Nós, como futuros bioeticistas, acreditamos que... Nós, como futuros bioeticistas, acreditamos que o reconhecimento de rios como sujeitos de direito representa muito mais do que uma inovação jurídica: trata-se de um imperativo ético de nosso tempo. Vivemos em uma era marcada pela crise climática, pela perda acelerada de biodiversidade e pelo aprofundamento das desigualdades socioambientais. Nesse contexto, a bioética não pode se limitar às questões clínicas ou biomédicas tradicionais, ela precisa se expandir para abraçar a vida em todas as suas formas e expressões. A luta do povo Pankararu pelo Rio São Francisco nos ensina que a justiça ambiental é inseparável da justiça social e cultural. Não podemos falar em sustentabilidade enquanto continuarmos invisibilizando os saberes e as vozes das populações que, historicamente, cuidaram dos territórios com sabedoria e respeito. O epistemicídio, o apagamento dos conhecimentos tradicionais, é uma forma de violência que empobrece não apenas essas comunidades, mas toda a humanidade. Reconhecer um rio como sujeito de direito é reconhecer que a vida não é propriedade, mas parceria. É romper com a lógica colonial e extrativista que ainda domina nossas relações com a natureza. É afirmar que ética, política e ecologia são inseparáveis. Como profissionais em formação, assumimos o compromisso de promover uma bioética que seja plural, intercultural e ecologicamente engajada. Uma bioética que não apenas observe os conflitos, mas que atue ativamente na construção de pontes entre conhecimentos, na defesa dos vulneráveis e na promoção de relações mais justas e respeitosas com todos os seres vivos.

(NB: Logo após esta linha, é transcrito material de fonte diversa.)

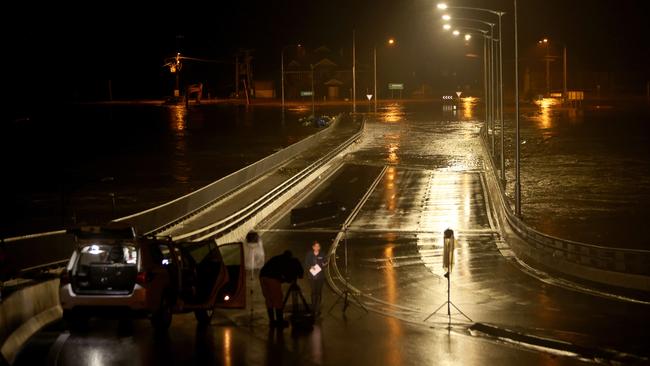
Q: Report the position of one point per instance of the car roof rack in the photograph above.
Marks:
(103, 232)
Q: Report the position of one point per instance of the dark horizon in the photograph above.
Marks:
(60, 56)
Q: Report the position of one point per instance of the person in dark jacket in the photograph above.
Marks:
(315, 262)
(280, 268)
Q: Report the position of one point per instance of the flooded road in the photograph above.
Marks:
(585, 173)
(91, 163)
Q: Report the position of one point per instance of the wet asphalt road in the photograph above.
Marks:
(434, 181)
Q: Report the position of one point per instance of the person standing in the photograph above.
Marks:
(316, 262)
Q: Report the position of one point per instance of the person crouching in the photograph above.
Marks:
(280, 268)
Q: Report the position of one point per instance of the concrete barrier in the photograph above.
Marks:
(43, 248)
(24, 313)
(158, 218)
(624, 268)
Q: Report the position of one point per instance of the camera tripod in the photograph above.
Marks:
(448, 303)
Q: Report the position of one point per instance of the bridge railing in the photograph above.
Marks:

O Rio São Francisco, o Rio Belém e tantos outros corpos d'água Brasil afora não são apenas recursos hídricos: são histórias vivas, memórias coletivas, fontes de espiritualidade e sustento. Defendê-los é defender a própria possibilidade de futuro.



O presente ensaio foi elaborado para a disciplina de Bioética Ambiental do Programa de Pós-Graduação em Bioética (PPGB) da PUC-PR, tendo como base as seguintes obras:

BOLLMANN, Harry Alberto; EDWIGES, Thiago. Avaliação da qualidade das águas do Rio Belém, Curitiba-PR, com o emprego de indicadores quantitativos e perceptivos. Engenharia Sanitária e Ambiental, v. 13, n. 4, p. 443-452, out./dez. 2008. Disponível em: https://www.scielo.br/j/esa/a/yZSRg9CWPHxv6ZKFtgjRS8N/

BRASIL. Conselho Nacional do Meio Ambiente (CONAMA). Resolução nº 357, de 17 de março de 2005. Disponível em: https://www.icmbio.gov.br/cepsul/images/stories/legislacao/Resolucao/2005/res_conama_357_2005_classificacao_corpos_agua_rtfcda_altrd_res_393_2007_397_2008_410_2009_430_2011.pdf

BRASIL DE FATO. No Sertão pernambucano, povo Pankararu pede que o rio São Francisco seja considerado sujeito de direitos. [S.l.], 25 abr. 2025. Disponível em: https://www.brasildefato.com.br/2025/04/25/no-sertao-pernambucano-povo-pankararu-pede-que-o-rio-sao-francisco-seja-considerado-sujeito-de-direitos/

CBHSF – COMITÊ DA BACIA HIDROGRÁFICA DO RIO SÃO FRANCISCO. Povo Pankararu lidera iniciativa para reconhecer o Rio São Francisco como Sujeito de Direito. Salvador, 12 maio 2025. Disponível em: https://cbhsaofrancisco.org.br/noticias/novidades/povo-pankararu-lidera-iniciativa-para-reconhecer-o-rio-sao-francisco-como-sujeito-de-direito/

FRANCISCO, Papa. Laudato Si': sobre o cuidado da casa comum. Vaticano, 2015.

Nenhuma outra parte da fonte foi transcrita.